Edge based analysis with edge values
The edge based analysis with network statistics can be conducted using the function sem.net.edge
. The idea behind this method is that the edge values can be the unit of analysis if we transform non-network covariates into pair-based values.
Simulated Data Example
To begin with, a random simulated dataset can be used to demonstrate the usage of the node-based network statistics approach. The code below generate a simulated network net
with four non-network covariates x1 - x4
which loads on two latent variables lv1, lv2
.
set.seed(100)
nsamp = 100
net <- data.frame(ifelse(matrix(rnorm(nsamp^2), nsamp, nsamp) > 1, 1, 0))
mean(net) # density of simulated network
lv1 <- rnorm(nsamp)
lv2 <- rnorm(nsamp)
nonnet <- data.frame(x1 = lv1*0.5 + rnorm(nsamp),
x2 = lv1*0.8 + rnorm(nsamp),
x3 = lv2*0.5 + rnorm(nsamp),
x4 = lv2*0.8 + rnorm(nsamp))
With the simulated data, we can define a model
string with lavaan syntax that specifies the measurement model as well as the relationship between the network and the non-network variables. In this case, we are using net
as a mediator between the two latent variables. Since data are generated randomly, the effects should be small overall.
model <-'
lv1 =~ x1 + x2
lv2 =~ x3 + x4
lv1 ~ net
lv2 ~ lv1
'
Arguments passed to the sem.net.edge
function includes the model and the dataset. Note that data
here should be a list with two elements, one being the named list of all network variables and one being the dataframe containing non-network variables.
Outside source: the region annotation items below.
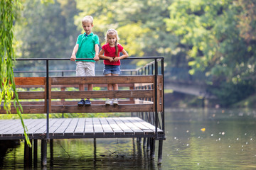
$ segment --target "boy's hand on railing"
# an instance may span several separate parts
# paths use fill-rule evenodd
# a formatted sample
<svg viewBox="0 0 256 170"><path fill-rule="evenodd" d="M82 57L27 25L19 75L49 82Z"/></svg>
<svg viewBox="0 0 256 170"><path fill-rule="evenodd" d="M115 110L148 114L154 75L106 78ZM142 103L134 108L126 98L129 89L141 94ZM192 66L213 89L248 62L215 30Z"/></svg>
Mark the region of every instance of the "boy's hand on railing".
<svg viewBox="0 0 256 170"><path fill-rule="evenodd" d="M110 57L109 60L110 60L110 62L114 62L114 58Z"/></svg>
<svg viewBox="0 0 256 170"><path fill-rule="evenodd" d="M75 62L75 59L76 59L75 55L71 55L71 57L70 57L71 61Z"/></svg>
<svg viewBox="0 0 256 170"><path fill-rule="evenodd" d="M118 57L114 58L114 62L118 62L118 60L119 60L119 58Z"/></svg>
<svg viewBox="0 0 256 170"><path fill-rule="evenodd" d="M99 61L99 60L100 60L99 55L95 55L95 57L93 57L93 60L94 60L95 62Z"/></svg>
A summary
function can be used to look at the output, and the function path.networksem
can be used to look at mediation effects.
data = list(network = list(net = net), nonnetwork = nonnet)
set.seed(100)
res <- sem.net.edge(model = model, data = data, type = 'difference')
summary(res)
path.networksem(res, "net", "lv1", "lv2")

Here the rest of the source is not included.